Most companies are well into budget planning for 2010, using what's known as "incremental" budgeting. I prefer "zero based" budgeting, a process I shared with students at Mount Royal University earlier this week.

Essentially, zero based budgeting is the opposite of incremental (aka “use it or lose it”) budgeting. With incremental budgeting, if your department had a $50,000 budget in 2009, they will automatically get a $50,000 budget in 2010 with a small percentage increase based on negotiations with management.

With zero based budgeting, you negotiate for your entire budget each year based on your strategic plans for the upcoming year. Under current economic conditions, incremental budgets are being maintained (after cutting earlier in this year) or being reduced for 2010.

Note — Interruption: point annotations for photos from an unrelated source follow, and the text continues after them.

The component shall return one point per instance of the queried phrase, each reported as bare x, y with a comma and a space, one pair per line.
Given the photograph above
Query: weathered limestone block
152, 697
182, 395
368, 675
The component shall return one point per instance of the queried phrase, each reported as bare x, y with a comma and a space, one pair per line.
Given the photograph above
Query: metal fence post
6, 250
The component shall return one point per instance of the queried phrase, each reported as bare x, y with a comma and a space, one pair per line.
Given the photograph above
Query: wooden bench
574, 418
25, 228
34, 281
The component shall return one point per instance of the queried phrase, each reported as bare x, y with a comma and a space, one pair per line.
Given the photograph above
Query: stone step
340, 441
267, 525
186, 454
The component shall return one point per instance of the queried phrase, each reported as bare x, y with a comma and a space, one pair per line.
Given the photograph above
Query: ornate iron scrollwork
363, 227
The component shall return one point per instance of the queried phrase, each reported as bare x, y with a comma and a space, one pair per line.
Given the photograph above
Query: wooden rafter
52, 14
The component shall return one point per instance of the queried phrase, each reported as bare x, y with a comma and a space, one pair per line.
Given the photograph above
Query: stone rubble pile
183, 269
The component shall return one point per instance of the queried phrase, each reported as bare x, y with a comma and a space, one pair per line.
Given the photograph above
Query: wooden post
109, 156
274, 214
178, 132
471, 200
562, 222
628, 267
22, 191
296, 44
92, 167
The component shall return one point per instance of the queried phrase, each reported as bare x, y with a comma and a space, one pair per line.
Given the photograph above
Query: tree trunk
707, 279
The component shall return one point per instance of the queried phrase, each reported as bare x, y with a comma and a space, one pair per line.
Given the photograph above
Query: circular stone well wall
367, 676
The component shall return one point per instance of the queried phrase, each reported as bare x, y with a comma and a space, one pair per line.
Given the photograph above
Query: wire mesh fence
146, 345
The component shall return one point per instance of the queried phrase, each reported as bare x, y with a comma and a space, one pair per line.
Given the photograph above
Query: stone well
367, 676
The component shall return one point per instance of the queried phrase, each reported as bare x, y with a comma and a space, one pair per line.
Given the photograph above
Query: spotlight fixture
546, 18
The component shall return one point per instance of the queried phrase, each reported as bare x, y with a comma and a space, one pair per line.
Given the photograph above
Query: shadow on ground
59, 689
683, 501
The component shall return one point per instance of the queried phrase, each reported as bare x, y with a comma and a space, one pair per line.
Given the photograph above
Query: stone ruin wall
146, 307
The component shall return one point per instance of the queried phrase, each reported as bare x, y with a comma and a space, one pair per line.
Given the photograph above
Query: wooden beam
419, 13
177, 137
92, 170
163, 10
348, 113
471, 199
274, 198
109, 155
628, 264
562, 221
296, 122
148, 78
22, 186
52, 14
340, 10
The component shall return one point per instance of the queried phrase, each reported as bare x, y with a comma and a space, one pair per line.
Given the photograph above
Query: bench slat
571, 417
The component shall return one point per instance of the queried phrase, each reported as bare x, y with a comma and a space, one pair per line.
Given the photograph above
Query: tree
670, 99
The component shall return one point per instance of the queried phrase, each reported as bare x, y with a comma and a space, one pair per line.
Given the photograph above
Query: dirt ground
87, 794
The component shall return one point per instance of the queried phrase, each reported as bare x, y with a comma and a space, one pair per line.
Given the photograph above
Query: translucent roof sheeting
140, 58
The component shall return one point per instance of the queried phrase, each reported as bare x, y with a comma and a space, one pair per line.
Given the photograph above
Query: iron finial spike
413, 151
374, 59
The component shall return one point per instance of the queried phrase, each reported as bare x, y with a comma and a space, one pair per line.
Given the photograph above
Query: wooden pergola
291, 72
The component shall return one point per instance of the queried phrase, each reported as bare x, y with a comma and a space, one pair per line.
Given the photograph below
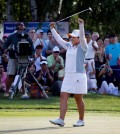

By taking a “zero based” approach to your projects, you should go into a presentation with management with all relevant quotes and estimates from your suppliers in hand so when management says, “so as part of our awareness campaign you want to do a direct mail campaign to every household in Okotoks, how much will that be,” you can confidently respond, “we received 3 quotes and the best value is $0.50 per house or $3,125” (Okotoks caps their population at 25,000, assuming 4 individuals per house, there are 6,250 houses in Okotoks). That response, as opposed to “I don’t know” or “Um, we’ll get back to you on that” increases your chances of getting close to the budget you asked for.

So which do you prefer, incremental or zero based budgeting? How are you doing more with less going into 2010?

Special thanks to Amy, who inspired this post.